The great powers were the ones that have wanted division and war in Korea. This has led to many wounds and hatred among us too. But now, after 65 years, the time has come to find a just peace. By now the relationship between the two Koreas is sincere and on the right track, also thanks to the determined commitment of President Moon.
It must be said that this inter-Korean dialogue - and tomorrow's meeting with Trump - are also important for Kim Jong-un. North Korea is also evolving. We must not forget that Kim Jong-un has done much more than his predecessors for his people. To find solutions to the misery and defeat of the economy, he gave the land to the peasants, asking them for only 10% of their revenues for the State. This has in fact created a free market, through which North Koreans manage to get food and exchange surplus produce with other goods. It must be said that since Kim Jong-un came to power there have been fewer deaths in North Korea and fewer attempts to flee abroad.
Moreover, his predecessors lived like emperors, dominating the population.
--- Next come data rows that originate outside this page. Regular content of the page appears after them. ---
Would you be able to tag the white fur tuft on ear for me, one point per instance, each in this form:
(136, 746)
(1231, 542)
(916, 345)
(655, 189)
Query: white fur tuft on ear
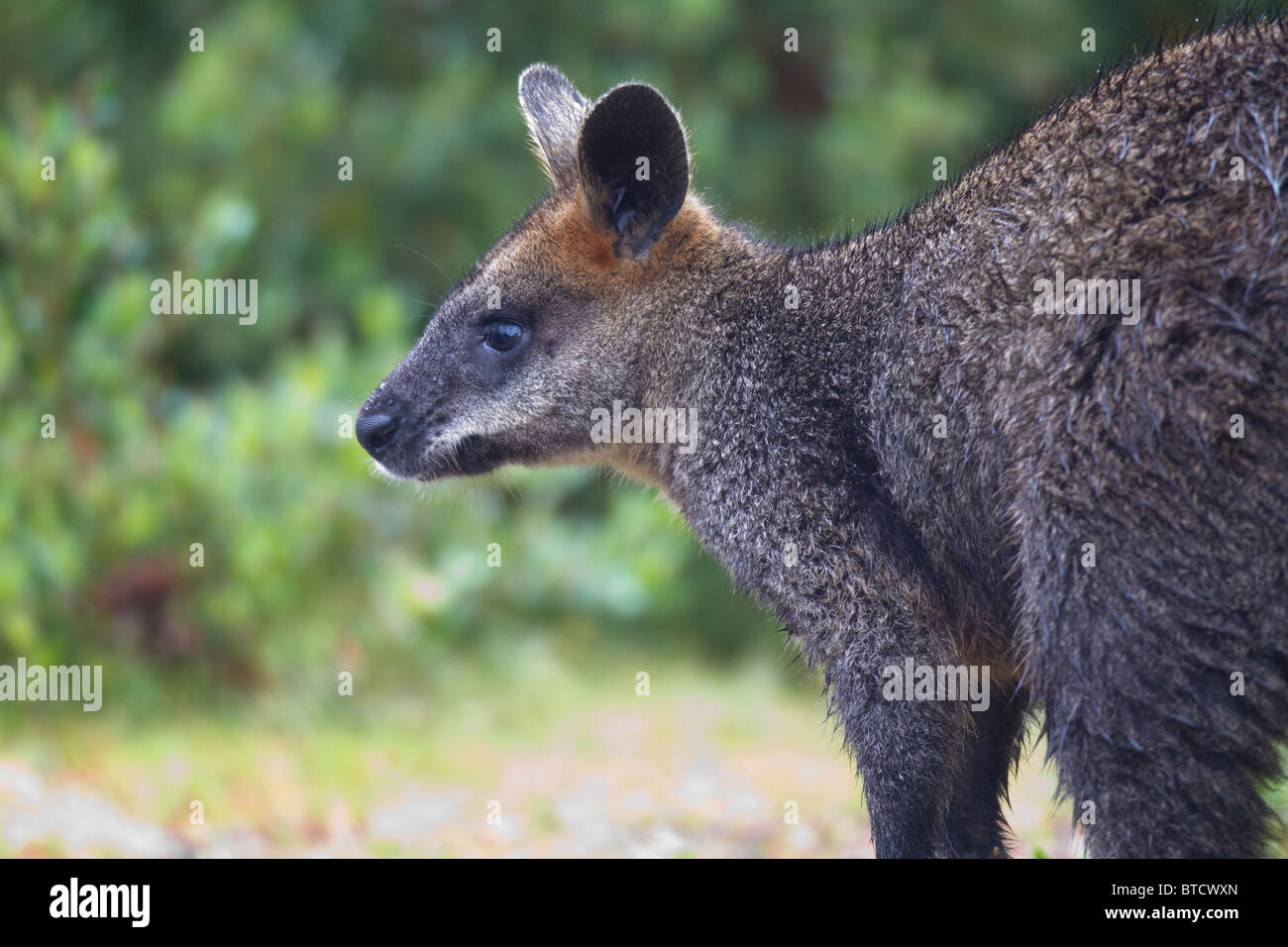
(554, 111)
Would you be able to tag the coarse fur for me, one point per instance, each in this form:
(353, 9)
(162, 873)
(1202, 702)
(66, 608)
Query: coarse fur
(905, 460)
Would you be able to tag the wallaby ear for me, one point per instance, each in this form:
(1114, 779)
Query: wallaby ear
(634, 165)
(554, 111)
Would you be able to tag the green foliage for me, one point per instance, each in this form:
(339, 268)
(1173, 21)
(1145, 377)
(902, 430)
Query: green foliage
(180, 429)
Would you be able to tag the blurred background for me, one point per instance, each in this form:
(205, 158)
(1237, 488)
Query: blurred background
(494, 710)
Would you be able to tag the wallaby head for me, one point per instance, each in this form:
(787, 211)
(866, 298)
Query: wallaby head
(555, 316)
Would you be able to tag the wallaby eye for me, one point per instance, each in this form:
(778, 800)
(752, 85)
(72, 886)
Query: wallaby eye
(502, 335)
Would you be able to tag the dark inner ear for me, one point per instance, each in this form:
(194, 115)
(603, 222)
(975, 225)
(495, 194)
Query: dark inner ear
(634, 165)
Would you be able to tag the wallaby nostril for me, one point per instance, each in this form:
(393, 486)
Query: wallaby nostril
(375, 432)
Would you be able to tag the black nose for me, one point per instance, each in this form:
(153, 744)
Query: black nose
(375, 432)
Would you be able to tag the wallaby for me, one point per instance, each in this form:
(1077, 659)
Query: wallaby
(1035, 428)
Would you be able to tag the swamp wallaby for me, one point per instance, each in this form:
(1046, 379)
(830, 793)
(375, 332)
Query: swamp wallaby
(1035, 429)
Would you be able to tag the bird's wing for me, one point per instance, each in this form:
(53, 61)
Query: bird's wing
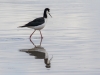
(36, 22)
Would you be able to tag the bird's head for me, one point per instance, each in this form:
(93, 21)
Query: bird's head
(46, 11)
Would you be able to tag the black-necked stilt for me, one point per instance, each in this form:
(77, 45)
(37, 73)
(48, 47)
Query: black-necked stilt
(38, 23)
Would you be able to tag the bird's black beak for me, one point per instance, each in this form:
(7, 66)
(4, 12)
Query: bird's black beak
(50, 15)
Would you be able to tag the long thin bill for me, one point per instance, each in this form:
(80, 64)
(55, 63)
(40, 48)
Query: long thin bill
(50, 15)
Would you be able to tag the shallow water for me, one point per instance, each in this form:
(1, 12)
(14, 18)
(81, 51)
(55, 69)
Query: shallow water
(71, 38)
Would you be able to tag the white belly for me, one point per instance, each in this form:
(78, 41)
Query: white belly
(37, 27)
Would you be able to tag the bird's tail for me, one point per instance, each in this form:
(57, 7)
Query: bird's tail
(21, 26)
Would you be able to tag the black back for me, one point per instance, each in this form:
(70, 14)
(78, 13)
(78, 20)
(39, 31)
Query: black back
(35, 22)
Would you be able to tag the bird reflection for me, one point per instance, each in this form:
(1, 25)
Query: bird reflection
(40, 53)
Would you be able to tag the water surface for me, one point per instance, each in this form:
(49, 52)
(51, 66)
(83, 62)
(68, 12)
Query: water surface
(71, 38)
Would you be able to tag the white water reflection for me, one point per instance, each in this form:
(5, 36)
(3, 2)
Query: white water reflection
(72, 36)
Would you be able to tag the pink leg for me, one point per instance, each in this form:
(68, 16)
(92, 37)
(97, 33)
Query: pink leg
(32, 34)
(41, 35)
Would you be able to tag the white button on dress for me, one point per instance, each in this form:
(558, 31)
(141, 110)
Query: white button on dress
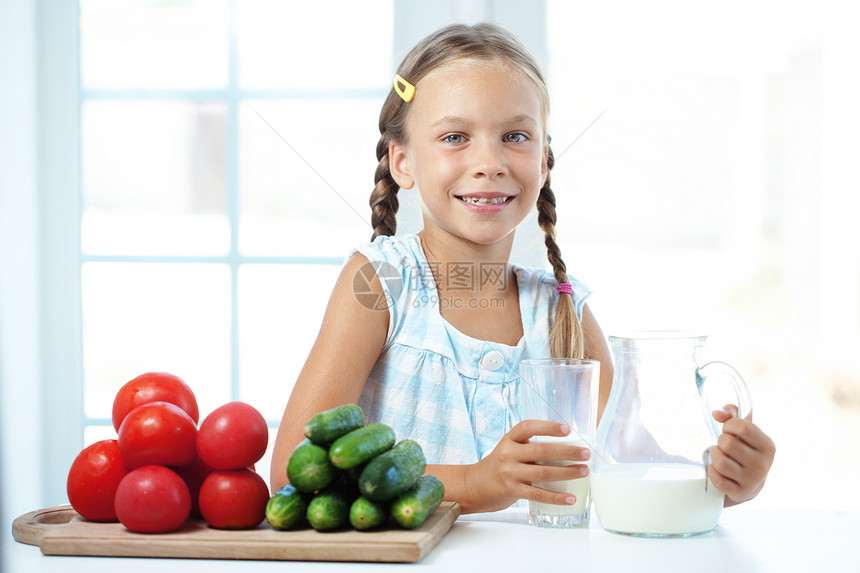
(492, 360)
But now, in Pyongyang and in the North there are at least 4 million smartphones (even if the internet connection is still prohibited) and therefore you can no longer keep people captive and under control for a long time. It is time to expand the network also in the North.
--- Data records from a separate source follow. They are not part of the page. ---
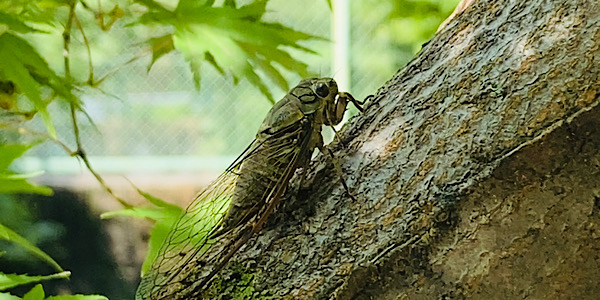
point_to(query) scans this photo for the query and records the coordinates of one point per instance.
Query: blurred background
(154, 129)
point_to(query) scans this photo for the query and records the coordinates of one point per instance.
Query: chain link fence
(159, 113)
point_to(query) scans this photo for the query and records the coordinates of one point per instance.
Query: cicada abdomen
(234, 207)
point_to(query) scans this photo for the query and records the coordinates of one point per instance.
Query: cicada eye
(322, 90)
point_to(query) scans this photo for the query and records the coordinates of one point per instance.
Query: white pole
(340, 28)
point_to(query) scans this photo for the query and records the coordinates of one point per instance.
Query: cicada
(223, 217)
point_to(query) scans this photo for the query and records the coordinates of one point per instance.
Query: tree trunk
(475, 172)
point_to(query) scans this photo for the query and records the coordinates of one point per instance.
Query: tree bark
(475, 172)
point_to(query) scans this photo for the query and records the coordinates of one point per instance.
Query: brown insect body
(196, 249)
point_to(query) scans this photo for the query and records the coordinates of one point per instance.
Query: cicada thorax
(285, 142)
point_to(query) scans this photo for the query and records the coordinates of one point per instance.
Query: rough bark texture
(476, 172)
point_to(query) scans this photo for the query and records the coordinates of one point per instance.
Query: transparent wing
(189, 257)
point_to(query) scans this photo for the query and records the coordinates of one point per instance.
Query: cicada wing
(190, 256)
(189, 237)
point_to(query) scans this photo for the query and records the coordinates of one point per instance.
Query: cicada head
(314, 93)
(309, 96)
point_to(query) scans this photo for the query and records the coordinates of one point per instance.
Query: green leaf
(22, 64)
(10, 152)
(233, 40)
(36, 293)
(7, 296)
(8, 281)
(11, 182)
(12, 236)
(161, 46)
(15, 23)
(77, 297)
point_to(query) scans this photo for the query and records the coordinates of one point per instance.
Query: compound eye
(322, 90)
What Kim asks is first of all is security for his own safety and then security and economic aid for his population. The US wants him to renounce nuclear weapons first; in the future then there will be economic aid. Instead, Kim wants the two things to go hand in hand. I hope that in Singapore, the US will accept this latest solution.
A final word must be said about President Moon. He is a great politician who has managed to create trust with everyone: with the North, with Japan, with Russia, with the USA and with China, and also with the people of the South. For us South Koreans this opening and these dialogue were almost unexpected, perhaps dreamed of. And now, the end of an atmosphere of war and division is near.
Finally, I would like to highlight the responsibility of the Church in Korea for the evangelization of the North. As is well known, for 65 years, the Church in North Korea (there are two dioceses and a territorial abbey) has remained as a Church without a shepherd, in total silence. This saddens me deeply. Foreign missionaries came to North Korea before the Korean War and described Pyongyang as the Jerusalem of Asia, because there were so many conversions to Jesus Christ. We, Catholics of the South, must think seriously about our missionary commitment to our brothers and sisters in the North. They too have a right to hear the Gospel and we have the responsibility [to bring it to them]. I believe that this work of evangelization is the best service we can give to our brothers and sisters in the North. This is why we should prepare ourselves well, both spiritually and materially.